Natürlich hatte sein Vorschlag mich irritiert. Seit etwa einem halben Jahr hatte ich die Hoffnung eigentlich aufgegeben. Theo schien endgültig entschieden zu haben, dass der Sport und seine neuen Freunde ihm wichtiger waren als ich. Das tat weh, klar, aber ich würde ihm mit Sicherheit nicht hinterher laufen. Ich war kein Hund. Nun hatte er vorgeschlagen, dass wir uns am Riesenrad trafen und ich konnte mir beim besten Willen nicht erklären, weshalb. Seit seiner Nachricht keimte in mir Hoffnung auf, dass er sein Verhalten bereute und ich ihm doch nicht egal war. Obwohl ich mich selbst ein bisschen dafür hasste, würde ich ihm ohne zu zögern verzeihen und die Hand, die er mir hinhielt, dankend ergreifen. Er war mein bester Freund. All die Dinge, die wir zusammen erlebt hatten, ließen sich nicht einfach so auslöschen, das war unmöglich.

Ich war also bereit, ihm noch eine Chance zu geben. Das Problem war nur, dass er es sich anscheinend schon wieder anders überlegt hatte, denn die in der Nachricht genannte Zeit lag bereits eine Stunde in der Vergangenheit und von Theo war keine Spur zu sehen. Nach einer Viertelstunde des Wartens hatte ich Josie angerufen, die eigentlich mit ihrem kleinen Bruder hier war und sofort zu mir geeilt kam.

„Komm schon, nur eine Runde!", hörte ich plötzlich eine Stimme, die mir leider inzwischen allzu vertraut war. Die mich manchmal sogar bis in meine Träume verfolgte, einfach nur weil sie mich so unfassbar nervte. „Bitteeee Theo."

Ich fuhr herum. Gerade noch rechtzeitig, um zu sehen, wie Jessica Miller nach Theos Hand griff und ihn in Richtung Riesenrad zog. Er folgte ihr lachend und sagte etwas, das ich aus der Entfernung nicht verstehen konnte.

Unfassbar.

Es war eine Sache, wenn Theo mich versetzte. Eine ganz andere, wenn er mich für sie versetzte. Er wusste, wie sehr ich sie verabscheute, dass ich sie noch nie hatte leiden können. Jetzt mir ihr hier aufzutauchen, nachdem er eigentlich mit mir verabredet war, das grenzte an Beleidigung.
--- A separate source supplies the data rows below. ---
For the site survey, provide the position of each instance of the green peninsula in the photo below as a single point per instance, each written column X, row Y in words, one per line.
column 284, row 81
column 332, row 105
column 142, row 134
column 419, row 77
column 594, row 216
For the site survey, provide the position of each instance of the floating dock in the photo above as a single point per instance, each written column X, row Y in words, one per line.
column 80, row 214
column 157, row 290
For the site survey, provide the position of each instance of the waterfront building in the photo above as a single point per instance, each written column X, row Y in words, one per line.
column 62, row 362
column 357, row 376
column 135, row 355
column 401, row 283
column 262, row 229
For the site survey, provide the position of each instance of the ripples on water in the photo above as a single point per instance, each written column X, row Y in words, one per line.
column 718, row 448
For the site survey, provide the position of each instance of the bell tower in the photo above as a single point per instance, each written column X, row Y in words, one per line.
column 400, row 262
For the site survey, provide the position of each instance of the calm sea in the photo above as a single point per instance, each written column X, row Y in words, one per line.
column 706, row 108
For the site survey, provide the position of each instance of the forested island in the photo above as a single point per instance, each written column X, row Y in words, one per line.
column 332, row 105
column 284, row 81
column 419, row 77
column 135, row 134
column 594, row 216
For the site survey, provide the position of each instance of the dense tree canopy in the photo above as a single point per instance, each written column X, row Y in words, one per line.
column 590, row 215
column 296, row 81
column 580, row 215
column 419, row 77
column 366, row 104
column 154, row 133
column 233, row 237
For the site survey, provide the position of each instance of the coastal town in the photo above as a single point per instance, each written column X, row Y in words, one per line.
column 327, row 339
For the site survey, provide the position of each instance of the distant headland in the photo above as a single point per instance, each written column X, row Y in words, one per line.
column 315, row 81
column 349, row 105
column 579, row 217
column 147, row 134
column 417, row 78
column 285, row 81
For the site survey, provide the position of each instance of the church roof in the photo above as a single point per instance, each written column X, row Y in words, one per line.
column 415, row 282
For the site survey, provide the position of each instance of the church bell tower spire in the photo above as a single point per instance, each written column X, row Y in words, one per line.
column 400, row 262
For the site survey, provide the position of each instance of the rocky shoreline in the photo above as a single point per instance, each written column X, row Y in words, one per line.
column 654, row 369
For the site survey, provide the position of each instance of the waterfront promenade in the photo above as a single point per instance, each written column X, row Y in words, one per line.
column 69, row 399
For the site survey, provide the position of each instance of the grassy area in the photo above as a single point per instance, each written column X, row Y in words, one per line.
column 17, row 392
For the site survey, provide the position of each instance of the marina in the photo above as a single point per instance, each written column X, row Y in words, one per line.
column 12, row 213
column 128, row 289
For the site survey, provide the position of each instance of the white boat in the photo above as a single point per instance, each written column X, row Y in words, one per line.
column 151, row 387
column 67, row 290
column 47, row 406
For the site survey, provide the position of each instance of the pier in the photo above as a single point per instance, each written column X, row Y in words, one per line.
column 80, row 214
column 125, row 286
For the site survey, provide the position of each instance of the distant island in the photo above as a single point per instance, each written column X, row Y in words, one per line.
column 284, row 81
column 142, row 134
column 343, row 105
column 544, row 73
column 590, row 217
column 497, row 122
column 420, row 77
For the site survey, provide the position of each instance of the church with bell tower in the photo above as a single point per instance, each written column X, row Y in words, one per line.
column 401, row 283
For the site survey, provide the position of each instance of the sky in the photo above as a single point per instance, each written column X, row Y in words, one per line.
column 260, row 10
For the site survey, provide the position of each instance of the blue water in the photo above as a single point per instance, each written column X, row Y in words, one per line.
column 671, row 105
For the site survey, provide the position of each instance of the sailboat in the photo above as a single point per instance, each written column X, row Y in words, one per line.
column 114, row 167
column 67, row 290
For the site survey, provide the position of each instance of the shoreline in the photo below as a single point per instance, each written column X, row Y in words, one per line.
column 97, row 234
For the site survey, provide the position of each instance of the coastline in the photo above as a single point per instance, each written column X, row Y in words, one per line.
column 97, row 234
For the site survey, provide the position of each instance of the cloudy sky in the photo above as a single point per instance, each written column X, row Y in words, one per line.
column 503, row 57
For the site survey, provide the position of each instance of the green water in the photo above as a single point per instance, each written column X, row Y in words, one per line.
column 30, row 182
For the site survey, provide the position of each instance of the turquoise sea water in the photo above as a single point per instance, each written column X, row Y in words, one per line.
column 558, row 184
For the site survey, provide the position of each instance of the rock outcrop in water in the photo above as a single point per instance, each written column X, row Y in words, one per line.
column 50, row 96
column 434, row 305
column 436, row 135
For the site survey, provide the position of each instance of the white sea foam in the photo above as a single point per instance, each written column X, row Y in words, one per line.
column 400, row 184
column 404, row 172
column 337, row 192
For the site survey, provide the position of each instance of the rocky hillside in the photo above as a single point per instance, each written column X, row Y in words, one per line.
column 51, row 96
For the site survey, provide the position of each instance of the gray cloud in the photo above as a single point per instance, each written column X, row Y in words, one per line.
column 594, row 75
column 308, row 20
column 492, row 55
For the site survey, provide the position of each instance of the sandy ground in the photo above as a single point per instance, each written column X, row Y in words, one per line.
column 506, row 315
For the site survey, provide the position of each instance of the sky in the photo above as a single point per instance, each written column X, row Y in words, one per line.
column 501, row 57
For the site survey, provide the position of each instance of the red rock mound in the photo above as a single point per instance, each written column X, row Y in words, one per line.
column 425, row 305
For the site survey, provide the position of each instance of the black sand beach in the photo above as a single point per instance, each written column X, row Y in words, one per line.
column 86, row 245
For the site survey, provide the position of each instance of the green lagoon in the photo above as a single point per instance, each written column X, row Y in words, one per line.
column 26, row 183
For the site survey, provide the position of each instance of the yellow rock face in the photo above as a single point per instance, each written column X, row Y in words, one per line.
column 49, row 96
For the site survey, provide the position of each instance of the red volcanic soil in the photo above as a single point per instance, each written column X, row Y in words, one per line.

„Ist das...", fragte Josie neben mir, anscheinend auch fassungslos. „Was für ein Idiot", murmelte sie. Ich beobachtete wie Jessica und Theo in eine der Gondeln stiegen, sich eng nebeneinander setzten und sich dabei angeregt unterhielten. Erst als die beiden vor meinem Augen verschwammen, realisierte ich, dass ich weinte. Seit meine Mutter gegangen war, hatte ich nicht mehr geweint. Ich hatte mir Mauern aufgebaut, um mich davor zu schützen, noch einmal derart verletzt zu werden. Offenbar nicht erfolgreich. Es waren Tränen der Wut, Tränen der Enttäuschung. Wut auf Theo und noch viel mehr Wut auf mich selbst.